Skechers has shown strong performance on topline growth with a 3-year revenue growth rate of 26.3%. Its bottom line has grown even more due to its revenue growth and consistent improvements in operating margin, which increased to 11.1% for 2015, compared to 1.4% back in 2012. With net income of $232 million, Sketchers is trading at a PE of 21, trailing its industry average of 25.7. The company’s ability to grow across top and bottom lines shows its high operating efficiency over the past 3 years.
The athleisure trend and the rise in health and fitness is great not just for the big players like Nike (NYSE:NKE) and Under Armour (NYSE:UA), but also for the smaller guys like Skechers. The market is growing and companies are capitalizing on it both domestically and internationally. Skechers isn't looking to slow down its growth anytime soon as it is planning on opening 340 new stores by the end of 2016. It knows that bigger growth prospects exist in international markets, which is why it is trying to make its international sales account for half of its total revenue.
Skecher's balance sheet is very strong. It has little debt and great liquidity. Currently, it has a strong cash ratio of 0.88 and current ratio of 2.7. With only $69 million in long-term debt, Skechers has a book value of $1.3 billion, making it trade at only 3.7 times its book value, which is much lower than the footwear and accessories industry average of 5.9.
The following is my DCF for Sketchers. The model uses a 10% discount rate and 4% terminal growth rate. It assumes a revenue growth rate of 20%, 15%, 10%, 10% and 8% over the next 5 years.
As you can see, I have Skechers revenue declining pretty significantly from its 34% growth in 2015. However, even at this declining growth rate, I have its value of equity at $6.06 billion; approximately 20% above its current market cap. I consider this to be a conservative valuation model for valuing Skechers stock as growth prospects can be, and have been significantly higher in the 3 trailing years. The industry is on fire and Skechers has gained a lot of momentum on the growth front, so I believe it is positioned well for the upcoming years. And with a debt/equity ratio of 0.1, it won’t have any problems funding any costs to support its future growth.
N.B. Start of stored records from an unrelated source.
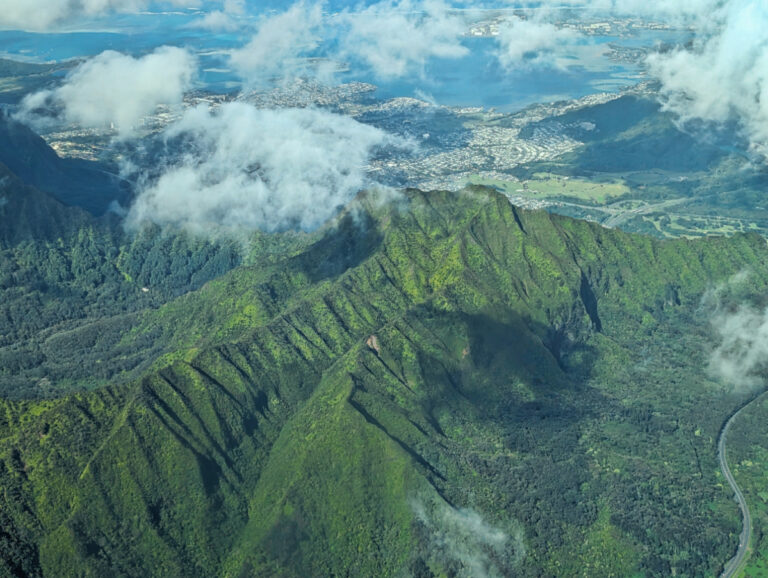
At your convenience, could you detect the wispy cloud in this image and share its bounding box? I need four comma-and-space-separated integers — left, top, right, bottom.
699, 270, 768, 389
648, 0, 768, 156
411, 499, 525, 578
0, 0, 200, 31
127, 103, 408, 233
18, 46, 196, 137
339, 0, 469, 79
230, 2, 323, 86
497, 10, 582, 69
188, 0, 246, 32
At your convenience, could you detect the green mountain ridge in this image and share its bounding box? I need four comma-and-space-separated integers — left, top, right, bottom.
0, 188, 768, 576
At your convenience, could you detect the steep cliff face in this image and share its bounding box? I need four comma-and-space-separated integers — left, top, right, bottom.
0, 189, 768, 576
0, 111, 130, 215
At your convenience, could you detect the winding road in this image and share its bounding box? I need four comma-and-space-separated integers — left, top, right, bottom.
717, 392, 766, 578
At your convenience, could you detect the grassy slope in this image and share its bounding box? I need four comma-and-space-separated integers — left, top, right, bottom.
0, 190, 767, 576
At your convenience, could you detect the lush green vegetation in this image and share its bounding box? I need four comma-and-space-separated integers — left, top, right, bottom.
512, 95, 768, 238
728, 392, 768, 577
0, 181, 768, 577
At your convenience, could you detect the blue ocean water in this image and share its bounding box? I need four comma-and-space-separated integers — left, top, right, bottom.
0, 7, 681, 111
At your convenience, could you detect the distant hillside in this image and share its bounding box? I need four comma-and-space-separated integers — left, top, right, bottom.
0, 163, 89, 247
0, 189, 768, 577
521, 96, 728, 172
0, 110, 129, 215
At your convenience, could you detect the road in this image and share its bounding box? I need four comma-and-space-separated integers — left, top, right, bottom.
717, 393, 765, 578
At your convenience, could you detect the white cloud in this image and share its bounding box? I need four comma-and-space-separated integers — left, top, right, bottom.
411, 499, 525, 578
497, 12, 581, 69
189, 0, 245, 32
127, 103, 408, 233
19, 46, 196, 137
648, 0, 768, 155
230, 2, 323, 86
0, 0, 199, 31
339, 0, 469, 78
709, 305, 768, 388
699, 269, 768, 389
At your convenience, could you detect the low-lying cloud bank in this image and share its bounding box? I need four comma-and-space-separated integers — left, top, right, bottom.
699, 270, 768, 390
497, 11, 582, 69
126, 103, 403, 233
0, 0, 200, 32
709, 305, 768, 389
648, 0, 768, 157
411, 500, 525, 578
339, 0, 469, 79
17, 46, 197, 137
230, 2, 323, 87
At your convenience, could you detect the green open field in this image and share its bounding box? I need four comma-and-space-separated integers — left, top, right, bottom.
469, 173, 630, 204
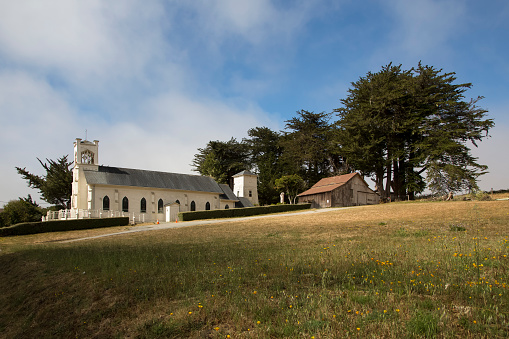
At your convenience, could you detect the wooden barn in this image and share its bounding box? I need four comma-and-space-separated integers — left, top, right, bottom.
298, 173, 380, 208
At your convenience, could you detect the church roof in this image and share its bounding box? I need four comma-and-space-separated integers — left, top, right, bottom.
235, 197, 254, 208
84, 166, 224, 194
219, 184, 239, 201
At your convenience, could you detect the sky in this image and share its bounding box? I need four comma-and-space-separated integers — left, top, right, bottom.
0, 0, 509, 206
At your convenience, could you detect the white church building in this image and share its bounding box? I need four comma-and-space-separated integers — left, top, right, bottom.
60, 138, 258, 223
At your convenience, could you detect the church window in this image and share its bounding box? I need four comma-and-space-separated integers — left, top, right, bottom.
140, 198, 147, 213
103, 195, 110, 211
122, 197, 129, 212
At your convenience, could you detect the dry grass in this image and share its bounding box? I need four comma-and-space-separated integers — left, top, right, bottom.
0, 201, 509, 338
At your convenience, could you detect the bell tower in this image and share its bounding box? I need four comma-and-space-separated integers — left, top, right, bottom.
233, 171, 258, 205
71, 138, 99, 209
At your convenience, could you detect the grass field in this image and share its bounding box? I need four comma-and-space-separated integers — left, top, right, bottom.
0, 201, 509, 338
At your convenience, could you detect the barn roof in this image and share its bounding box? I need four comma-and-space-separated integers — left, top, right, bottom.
84, 166, 226, 194
298, 173, 362, 197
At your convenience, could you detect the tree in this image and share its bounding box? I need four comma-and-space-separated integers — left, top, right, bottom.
276, 174, 306, 204
282, 110, 342, 185
16, 155, 72, 209
192, 138, 250, 189
244, 127, 284, 205
0, 195, 43, 227
335, 63, 494, 199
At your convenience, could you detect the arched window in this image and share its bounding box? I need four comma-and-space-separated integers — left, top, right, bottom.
140, 198, 147, 213
122, 197, 129, 212
103, 195, 110, 211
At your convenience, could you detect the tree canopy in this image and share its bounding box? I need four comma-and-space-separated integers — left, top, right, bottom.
16, 155, 72, 209
193, 63, 494, 204
0, 195, 43, 227
276, 174, 306, 204
192, 138, 250, 189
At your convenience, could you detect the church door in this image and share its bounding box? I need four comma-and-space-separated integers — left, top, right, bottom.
166, 205, 171, 222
While most eyes are on Under Armour’s huge growth or Nike’s dominance and new self-tying shoe, Skechers might be the small footwear and athletic apparel company that is being overlooked by investors. Nike is trading at a PE of 30 and Under Armour is trading as high as 77 times earnings, while Skechers is at only 21. With a strong balance sheet, impressive growth rate, and improving bottom line margins, I believe Skechers stock is a great value play in the years ahead.